Diztrbd1, I know, it took a while, but hey I did it!


----------



## Diztrbd1

in the process of bumping this up to hopefully get some more Betta's on here, figured I'd throw a couple new shot's of mine

really hard to get a shot of either of these full flared, one day if I'm lucky


----------



## spit.fire

ill get some pics of the red one flaired out soon


----------



## DeeB

*Zoom*

Here's my current betta. I call him Zoom because he likes to speed. Unfortunately his tail was suffering from fin rot when I got him and his tail has never really healed.


----------



## Keri

(Most ppl have seen this guy already but I *really* like him)

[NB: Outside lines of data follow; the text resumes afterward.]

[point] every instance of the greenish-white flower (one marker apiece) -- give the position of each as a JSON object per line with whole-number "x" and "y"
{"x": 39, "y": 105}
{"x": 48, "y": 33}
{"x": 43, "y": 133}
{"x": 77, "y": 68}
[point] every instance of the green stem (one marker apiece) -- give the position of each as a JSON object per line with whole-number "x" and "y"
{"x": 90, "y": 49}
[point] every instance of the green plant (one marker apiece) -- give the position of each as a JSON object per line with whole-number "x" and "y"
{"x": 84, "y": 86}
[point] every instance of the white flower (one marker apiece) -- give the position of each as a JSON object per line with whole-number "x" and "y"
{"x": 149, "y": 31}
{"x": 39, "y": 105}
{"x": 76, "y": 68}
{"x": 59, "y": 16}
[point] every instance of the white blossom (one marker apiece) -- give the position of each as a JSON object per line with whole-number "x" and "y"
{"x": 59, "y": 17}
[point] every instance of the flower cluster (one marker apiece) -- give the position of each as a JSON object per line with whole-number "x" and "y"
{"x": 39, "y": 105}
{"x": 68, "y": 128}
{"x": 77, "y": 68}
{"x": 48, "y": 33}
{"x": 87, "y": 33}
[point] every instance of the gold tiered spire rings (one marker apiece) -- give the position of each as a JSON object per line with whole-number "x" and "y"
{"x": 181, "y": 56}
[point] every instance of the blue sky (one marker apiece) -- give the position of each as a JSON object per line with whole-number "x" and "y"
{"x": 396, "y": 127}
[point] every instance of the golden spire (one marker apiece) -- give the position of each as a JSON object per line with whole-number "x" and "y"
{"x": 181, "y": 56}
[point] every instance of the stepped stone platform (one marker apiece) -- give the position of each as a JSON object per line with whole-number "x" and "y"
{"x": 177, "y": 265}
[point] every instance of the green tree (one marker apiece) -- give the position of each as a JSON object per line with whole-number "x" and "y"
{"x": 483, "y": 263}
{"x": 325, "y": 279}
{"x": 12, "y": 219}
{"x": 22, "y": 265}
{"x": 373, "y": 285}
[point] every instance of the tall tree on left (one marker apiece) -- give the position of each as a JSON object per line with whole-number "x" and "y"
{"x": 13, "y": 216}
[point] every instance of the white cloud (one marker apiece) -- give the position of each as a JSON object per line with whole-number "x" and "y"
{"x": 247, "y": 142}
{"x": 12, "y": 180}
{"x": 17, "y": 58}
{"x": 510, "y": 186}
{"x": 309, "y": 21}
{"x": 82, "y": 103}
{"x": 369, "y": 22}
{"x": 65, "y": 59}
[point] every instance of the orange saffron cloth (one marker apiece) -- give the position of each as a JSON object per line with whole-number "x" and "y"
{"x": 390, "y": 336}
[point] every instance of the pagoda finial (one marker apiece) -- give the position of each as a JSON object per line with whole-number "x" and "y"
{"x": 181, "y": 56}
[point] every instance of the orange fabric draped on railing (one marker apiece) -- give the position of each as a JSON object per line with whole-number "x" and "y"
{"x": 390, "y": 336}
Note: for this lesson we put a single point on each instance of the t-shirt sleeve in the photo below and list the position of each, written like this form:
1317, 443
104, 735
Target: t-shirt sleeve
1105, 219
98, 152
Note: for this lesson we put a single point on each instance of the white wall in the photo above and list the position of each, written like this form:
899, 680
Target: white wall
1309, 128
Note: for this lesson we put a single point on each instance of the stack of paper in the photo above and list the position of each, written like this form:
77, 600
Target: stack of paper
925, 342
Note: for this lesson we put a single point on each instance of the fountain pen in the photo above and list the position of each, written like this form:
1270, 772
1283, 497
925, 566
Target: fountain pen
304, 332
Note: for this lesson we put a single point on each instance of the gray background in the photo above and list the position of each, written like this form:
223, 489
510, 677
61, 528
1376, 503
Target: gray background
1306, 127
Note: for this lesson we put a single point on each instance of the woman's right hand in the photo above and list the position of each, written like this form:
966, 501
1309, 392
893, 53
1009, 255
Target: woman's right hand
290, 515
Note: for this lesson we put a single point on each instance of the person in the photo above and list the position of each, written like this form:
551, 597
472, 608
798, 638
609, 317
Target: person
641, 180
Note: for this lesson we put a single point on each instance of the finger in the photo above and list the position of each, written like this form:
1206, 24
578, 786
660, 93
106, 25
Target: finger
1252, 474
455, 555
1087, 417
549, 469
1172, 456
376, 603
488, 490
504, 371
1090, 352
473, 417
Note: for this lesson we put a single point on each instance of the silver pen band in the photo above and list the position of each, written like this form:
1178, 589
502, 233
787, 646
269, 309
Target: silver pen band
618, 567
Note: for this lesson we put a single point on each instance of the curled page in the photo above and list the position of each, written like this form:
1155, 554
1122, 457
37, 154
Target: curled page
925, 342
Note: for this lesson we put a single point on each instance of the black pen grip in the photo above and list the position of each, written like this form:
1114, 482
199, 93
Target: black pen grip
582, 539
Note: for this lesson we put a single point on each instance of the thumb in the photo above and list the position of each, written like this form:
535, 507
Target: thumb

and this is the betta I had before him, I bought him quite some time ago but he was only with me for less than a year. He had an eye infection when I bought him and it kept recurring, even with treatment and then one day he was just gone, I never found the body in the 55g "jungle" he lived in. Too bad, he didn't phorograph well but was a beautiful fish.


----------



## spit.fire

has anyone ever seen giant bettas? got some in at fishword today and well... they're giants compared to the normal ones


----------



## Keri

Atom said:


> Drizzle, deceased. My first fish after a long hiatus.


*wow* BEAUTIFUL! (Great shot too!)I really love this fish, I'm sorry he is no longer with you.


----------



## roadrunner

How much bigger are the giant bettas? My oldest one (yellow) was a lot bigger than others and I haven't had one that big since. I was wondering if he would be considered giant betta too.


----------



## Diztrbd1

Giant Betta's get up to 4-1/2" .... IPU had some last year , they are pretty cool.


----------



## CCBettas

Y'all have some nice bettas. Gotta start breeding them! 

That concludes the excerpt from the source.